He was a large landed proprietor in the department, well connected, a breeder of cattle and a connoisseur in artistic matters. He it was who designed the historic costumes for processions and who presided over the committee formed for the erection of a statue of Jeanne d’Arc on the ramparts. He spent four months of the year in Paris, and had the reputation of being a man of gallantry. At fifty he preserved a slim and elegant figure. He was very popular with all three classes in the county town, and they had several times offered him the position of deputy. This he had refused, declaring that his leisure, as well as his independence, was dear to him. And people were curious about the reasons for his refusal.

M. de Terremondre had thought of buying Queen Marguerite’s house in order to turn it into a museum of local archæology and offer it to the town. But Madame Houssieu, the widowed owner of this house, had not responded to the overtures which he had made to her. Now more than eighty years of age, she lived in the old house, alone, save for a dozen cats. She was supposed to be rich and miserly. All that could be done was to wait for her death. Every time that he entered Paillot’s shop, M. de Terremondre asked the bookseller:

“Is Queen Marguerite still in the land of the living?”

And M. Paillot replied that assuredly one morning she would be found dead in her bed, living shut up alone at her age. Meanwhile, he dreaded her setting his house on fire. This was her neighbour’s constant fear. He lived in terror lest the old lady should burn down her wooden house and his along with it.

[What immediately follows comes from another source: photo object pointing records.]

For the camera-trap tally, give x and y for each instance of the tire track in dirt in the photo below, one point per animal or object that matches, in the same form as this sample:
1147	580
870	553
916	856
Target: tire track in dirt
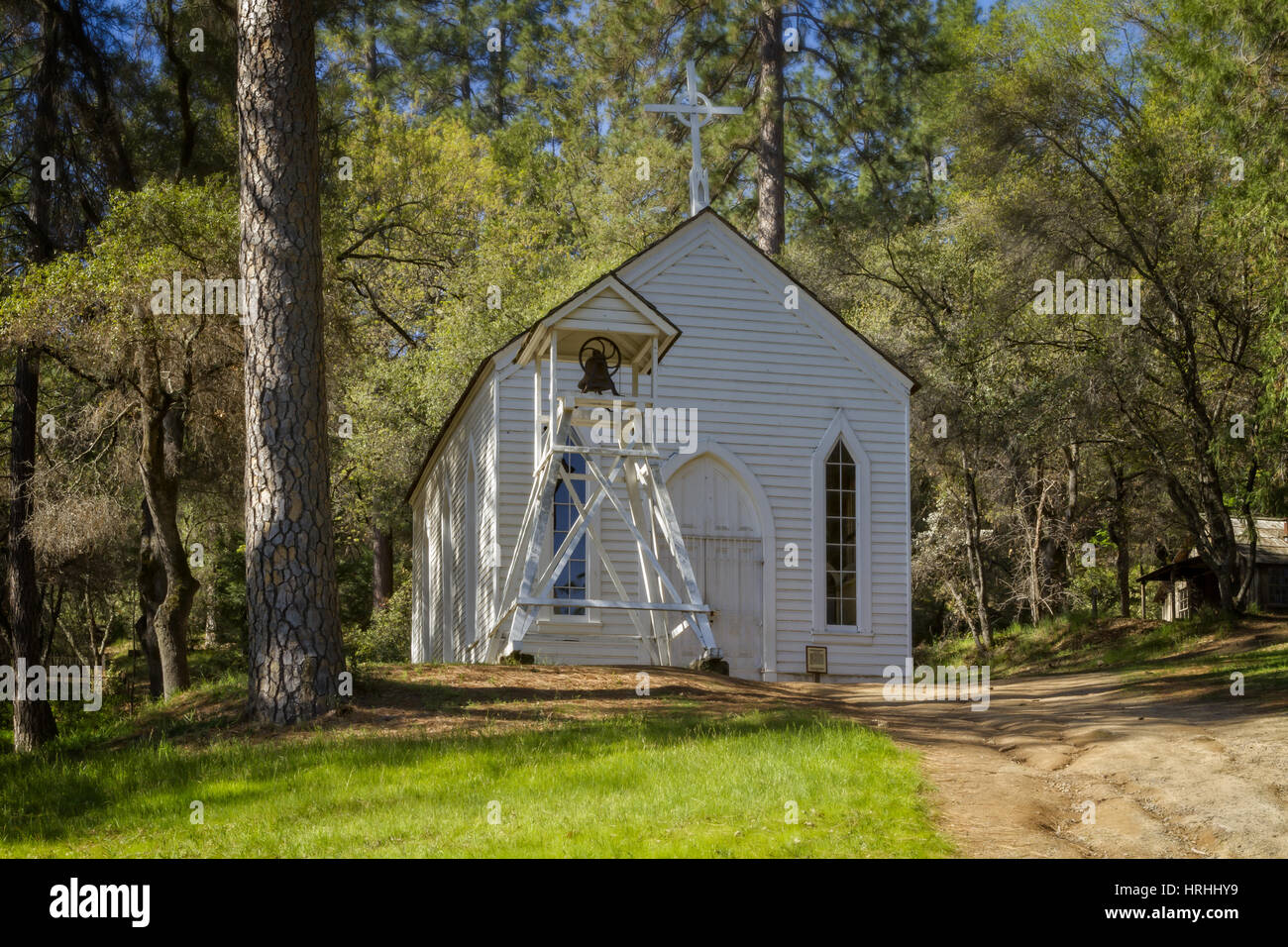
1159	776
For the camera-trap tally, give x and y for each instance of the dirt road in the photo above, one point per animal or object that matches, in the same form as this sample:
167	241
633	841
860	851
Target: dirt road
1170	771
1167	776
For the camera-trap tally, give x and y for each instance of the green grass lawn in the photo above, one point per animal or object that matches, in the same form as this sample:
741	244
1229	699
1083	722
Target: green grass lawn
639	785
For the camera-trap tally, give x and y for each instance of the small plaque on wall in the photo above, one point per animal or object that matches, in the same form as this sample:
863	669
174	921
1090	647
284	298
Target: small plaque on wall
815	659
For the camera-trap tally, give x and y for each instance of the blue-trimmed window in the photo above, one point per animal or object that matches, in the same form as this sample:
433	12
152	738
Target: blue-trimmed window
571	582
842	577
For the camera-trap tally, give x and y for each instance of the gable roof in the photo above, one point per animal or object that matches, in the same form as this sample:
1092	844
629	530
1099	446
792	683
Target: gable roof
614	274
648	320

Madame Houssieu interested M. de Terremondre greatly. He was inquisitive about all that Queen Marguerite, as he called her, said and did. At the last visit which he had paid to her, she had shown him a bad Restoration engraving representing the Duchess of Angoulême pressing to her heart the portraits of Louis XVI. and Marie Antoinette enclosed in a medallion. This engraving, set in a black frame, hung in the ground-floor sitting-room. Showing it to him, Madame Houssieu said:

“That’s the portrait of Queen Marguerite, who long ago lived in this house.”

And M. de Terremondre asked himself how a portrait of Marie-Thérèse-Charlotte of France had, even by the dullest of minds, been taken for a portrait of Margaret of Scotland. He meditated on it for a month.

Then one day he exclaimed, as he entered Paillot’s shop:

“I’ve got it!”

And he explained to his friend the bookseller the very plausible reasons for this extraordinary confusion.